I'm curious about the history of firefighting in New Orleans and how the equipment changed over the centuries. Is there a museum or place where such things are displayed?
When the city was first established, its first line of defense against a fire was to ring church bells and have citizens work together to extinguish the blaze, according to the New Orleans Fire Department's website (www.nola.gov/nofd). On Good Friday 1788, a conflagration broke out on Chartres Street and, because the Catholic Church had stipulated that church bells never toll on Good Friday, the fire spread, damaging four-fifths of the community.
As New Orleans developed, there was a need for a more organized way to fight fires. The Firemen's Charitable Association, the first volunteer firefighting group, began in 1829 and operated for 62 years. The official New Orleans Fire Department was organized in 1891, and the first fire the unit encountered was in 1892 at A.W. Schwartz' General Store at Canal and Bourbon streets, where firefighters and volunteers worked together to douse the flames. The city's wooden houses, defective water supply and lack of open alleys posed problems for early firefighters.

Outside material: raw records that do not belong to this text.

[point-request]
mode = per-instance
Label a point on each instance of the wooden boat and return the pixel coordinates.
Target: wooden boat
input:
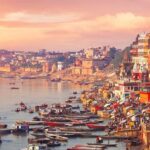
(31, 111)
(3, 126)
(14, 88)
(17, 110)
(107, 145)
(37, 147)
(96, 127)
(53, 144)
(38, 140)
(87, 147)
(30, 122)
(56, 137)
(76, 129)
(38, 135)
(54, 124)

You can learn more about firefighting in New Orleans, from its early days to the present, at the New Orleans Fire Department Museum and Education Center (1135 Washington Ave., 504-899-4756; www.cityofno.com) in the Lower Garden District. The first floor houses firefighting memorabilia and artifacts, including uniforms from the first year and an engine from 1927. The second floor has an education center that focuses on teaching fire safety. There also is a Louisiana Fire Museum (205 Lafayette St., Gretna, 504-368-8236) in the David Crockett Fire Company No. 1's firehouse, which dates to 1859. At that museum, you'll find artifacts from around the state, including an 1876 steam pumper engine that firefighters pulled to the site of a fire.